# Who Wants To Swap A Legend?



## Rex Smit (1/4/14)

Hi all

I just received my stash of VMs Legend Guevara, and unfortunately this is not my kind off juice.
It looks like i might be a @Rob Fisher, and just not have the taste buds to appreciate a complex juice.

So i am willing to swap a almost full bottle of Guevara for any other Legends range..any takers?

Reactions: Like 1


----------



## johan (1/4/14)

I can offer you a Monroe and/or Lee for the Guevara?


----------



## TylerD (1/4/14)

Dean for Guevara?


----------



## Rex Smit (1/4/14)

Done


----------



## johan (1/4/14)

Who?


----------



## Rex Smit (1/4/14)

oops...looks like i have 2 takers...
I think i will go with @johan, as he was 1st...and he lives much closer to me.


----------



## TylerD (1/4/14)

cool stuff.


----------



## johan (1/4/14)

Thanks - shall we swop at the vape meet?


----------



## TylerD (1/4/14)

But in anyway, If someone want to swop my Dean for any other Legend, please let me know.


----------



## Rex Smit (1/4/14)

I am not sure if i can make it to the vape meet yet.
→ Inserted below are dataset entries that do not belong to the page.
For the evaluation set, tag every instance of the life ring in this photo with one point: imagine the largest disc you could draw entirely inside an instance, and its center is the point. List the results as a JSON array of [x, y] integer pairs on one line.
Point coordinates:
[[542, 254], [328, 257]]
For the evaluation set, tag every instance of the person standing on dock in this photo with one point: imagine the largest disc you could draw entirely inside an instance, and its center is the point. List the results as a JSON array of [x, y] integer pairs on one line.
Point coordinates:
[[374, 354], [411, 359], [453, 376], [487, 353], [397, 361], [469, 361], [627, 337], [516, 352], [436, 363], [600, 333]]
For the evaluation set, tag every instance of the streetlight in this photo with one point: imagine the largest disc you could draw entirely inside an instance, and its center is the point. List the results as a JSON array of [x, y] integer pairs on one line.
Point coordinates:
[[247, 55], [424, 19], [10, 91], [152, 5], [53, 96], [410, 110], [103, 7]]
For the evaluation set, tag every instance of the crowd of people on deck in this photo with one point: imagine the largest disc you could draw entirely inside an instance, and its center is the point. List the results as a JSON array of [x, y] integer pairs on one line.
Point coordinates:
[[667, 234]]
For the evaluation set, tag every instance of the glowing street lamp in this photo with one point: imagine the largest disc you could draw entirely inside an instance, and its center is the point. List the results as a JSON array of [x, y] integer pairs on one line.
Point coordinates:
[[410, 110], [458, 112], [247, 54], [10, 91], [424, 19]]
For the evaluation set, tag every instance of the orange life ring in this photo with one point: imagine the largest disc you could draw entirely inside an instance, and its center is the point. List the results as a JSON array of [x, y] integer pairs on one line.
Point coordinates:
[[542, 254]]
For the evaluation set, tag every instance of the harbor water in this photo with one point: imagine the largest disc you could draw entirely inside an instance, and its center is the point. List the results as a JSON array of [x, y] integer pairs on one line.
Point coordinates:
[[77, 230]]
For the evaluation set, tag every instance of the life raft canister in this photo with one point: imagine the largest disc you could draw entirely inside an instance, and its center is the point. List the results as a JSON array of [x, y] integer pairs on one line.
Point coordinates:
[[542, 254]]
But i will l will let you know


----------



## johan (1/4/14)

I would like the Dean @TylerD - all depends what @Rex Smit would like to take Monroe or Lee and if you willing to swop whichever one is left?


----------



## johan (1/4/14)

Rex Smit said:


> I am not sure if i can make it to the vape meet yet. But i will l will let you know



No problem I'm here most of this week.


----------



## Metal Liz (13/5/14)

I'll swop you your Dean for a Legendary Smile @TylerD hahaha 

Sent from my GT-I9500 using Tapatalk

Reactions: Funny 2


----------



## Sir Vape (13/5/14)

I have around + 3/4 of a bottle of Guevara that i would like to swop for a legend. I have Dean so either Lee or Monroe would be great. Anyone interested let me know


----------